Implikasi data: angka-angka besar ini menunjukkan dua hal sekaligus: (1) modal asing memang signifikan bagi pembiayaan pembangunan dan penciptaan lapangan kerja, namun (2) jumlah nominal besar bukanlah tolok ukur otomatis bagi manfaat yang merata --- struktur kepemilikan, rantai nilai, dan aturan shareholding menentukan siapa yang menikmati nilai tambah.
---
IV. Pasal demi Pasal --- Titik Temu dan Titik Tumpul antara UU Penanaman Modal dan Semangat Tap MPRS XXIII/1966
Untuk membongkar problematika kedaulatan, kita harus membandingkan norma-norma. Di sini saya memilih beberapa pasal/klausul kunci yang relevan dan mengurai bagaimana ia berpotongan (atau bertabrakan) dengan semangat Tap.
A. Pasal definisi PMA dan persyaratan badan hukum
Apa kata UU? UU mensyaratkan bahwa PMA beroperasi melalui badan hukum Indonesia (PT Perseroan Terbatas), dengan mekanisme perizinan dan registrasi yang diatur. Secara teknis, ini terlihat sebagai mekanisme kontrol.

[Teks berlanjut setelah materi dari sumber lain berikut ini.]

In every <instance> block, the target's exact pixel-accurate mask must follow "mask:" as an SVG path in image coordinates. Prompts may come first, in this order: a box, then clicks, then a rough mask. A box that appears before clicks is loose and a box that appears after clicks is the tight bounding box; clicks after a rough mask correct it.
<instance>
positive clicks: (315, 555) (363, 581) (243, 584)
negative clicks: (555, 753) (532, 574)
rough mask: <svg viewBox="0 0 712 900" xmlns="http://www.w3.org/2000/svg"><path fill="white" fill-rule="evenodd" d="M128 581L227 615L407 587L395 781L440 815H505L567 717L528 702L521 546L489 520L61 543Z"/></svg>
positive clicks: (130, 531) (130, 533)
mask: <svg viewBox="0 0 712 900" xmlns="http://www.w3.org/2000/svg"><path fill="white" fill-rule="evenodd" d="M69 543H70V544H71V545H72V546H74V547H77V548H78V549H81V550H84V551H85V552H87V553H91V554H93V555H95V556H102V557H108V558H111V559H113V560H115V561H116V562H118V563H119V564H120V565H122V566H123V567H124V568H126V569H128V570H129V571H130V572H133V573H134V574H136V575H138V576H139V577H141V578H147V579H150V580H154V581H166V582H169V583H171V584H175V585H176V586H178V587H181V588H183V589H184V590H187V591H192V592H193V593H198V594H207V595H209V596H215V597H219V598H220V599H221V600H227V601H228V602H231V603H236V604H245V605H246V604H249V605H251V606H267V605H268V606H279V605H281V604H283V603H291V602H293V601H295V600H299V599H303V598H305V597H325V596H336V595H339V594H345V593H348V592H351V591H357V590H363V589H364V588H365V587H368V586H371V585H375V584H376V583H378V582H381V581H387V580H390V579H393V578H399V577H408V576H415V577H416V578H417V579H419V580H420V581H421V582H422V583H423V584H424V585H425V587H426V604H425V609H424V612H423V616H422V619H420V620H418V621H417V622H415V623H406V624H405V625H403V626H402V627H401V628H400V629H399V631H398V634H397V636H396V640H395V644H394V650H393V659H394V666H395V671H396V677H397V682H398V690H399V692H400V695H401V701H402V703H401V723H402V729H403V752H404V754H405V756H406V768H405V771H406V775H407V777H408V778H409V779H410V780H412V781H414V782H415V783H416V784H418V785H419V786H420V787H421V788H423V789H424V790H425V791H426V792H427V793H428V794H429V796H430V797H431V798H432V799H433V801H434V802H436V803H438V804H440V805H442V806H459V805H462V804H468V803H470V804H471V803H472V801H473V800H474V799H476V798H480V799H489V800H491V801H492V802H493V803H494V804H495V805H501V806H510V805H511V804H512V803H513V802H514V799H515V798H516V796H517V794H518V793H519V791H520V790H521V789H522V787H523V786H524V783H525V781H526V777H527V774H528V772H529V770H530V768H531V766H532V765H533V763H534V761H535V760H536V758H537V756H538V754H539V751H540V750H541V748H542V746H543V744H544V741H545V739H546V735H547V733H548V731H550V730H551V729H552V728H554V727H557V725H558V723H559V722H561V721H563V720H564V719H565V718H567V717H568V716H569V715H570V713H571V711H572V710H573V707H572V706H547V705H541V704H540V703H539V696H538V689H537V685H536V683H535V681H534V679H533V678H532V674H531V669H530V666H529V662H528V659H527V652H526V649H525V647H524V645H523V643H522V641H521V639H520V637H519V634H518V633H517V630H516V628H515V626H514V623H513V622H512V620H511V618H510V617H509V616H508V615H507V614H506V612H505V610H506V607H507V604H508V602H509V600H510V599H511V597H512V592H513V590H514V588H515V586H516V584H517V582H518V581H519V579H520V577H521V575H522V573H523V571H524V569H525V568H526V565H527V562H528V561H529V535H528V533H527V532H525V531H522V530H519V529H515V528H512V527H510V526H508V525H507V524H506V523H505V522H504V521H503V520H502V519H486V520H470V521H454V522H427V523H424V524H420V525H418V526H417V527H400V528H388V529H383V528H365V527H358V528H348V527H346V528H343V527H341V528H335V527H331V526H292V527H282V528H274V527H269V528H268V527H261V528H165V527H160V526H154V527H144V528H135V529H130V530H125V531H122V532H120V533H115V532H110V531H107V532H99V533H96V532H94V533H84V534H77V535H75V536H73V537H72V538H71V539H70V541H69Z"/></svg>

Namun kendala muncul ketika struktur pemilikan tetap menempatkan kontrol ekonomi strategis di tangan pemilik asing, sementara fungsi manajerial dan keputusan strategis tetap mengalir ke pemegang saham asing.Â
Kontradiksi dengan Tap MPRS XXIII/1966: Tap menekankan pengendalian nasional atas faktor produksi strategis---hanya badan hukum lokal bukanlah jaminan kedaulatan jika manfaat ekonomi (nilai tambah, transfer teknologi, kepemimpinan manajerial) tetap direbut asing.
B. Pasal tentang daftar negatif dan pembatasan sektor
Apa kata UU? Dalam UU ada ruang untuk membatasi sektor strategis lewat Negative Investment List (DNI) --- namun revisi-revisi selama dekade terakhir menunjukkan tren pembukaan di banyak sektor, terutama untuk menarik FDI yang 'besar'.Â
Kontradiksi: Pembukaan sektor strategis tanpa ketentuan redistributif kuat (mis. persyaratan kandungan lokal, penyerapan tenaga kerja lokal yang bermutu, alokasi pendapatan negara) mereduksi substansi kedaulatan yang diidamkan Tap.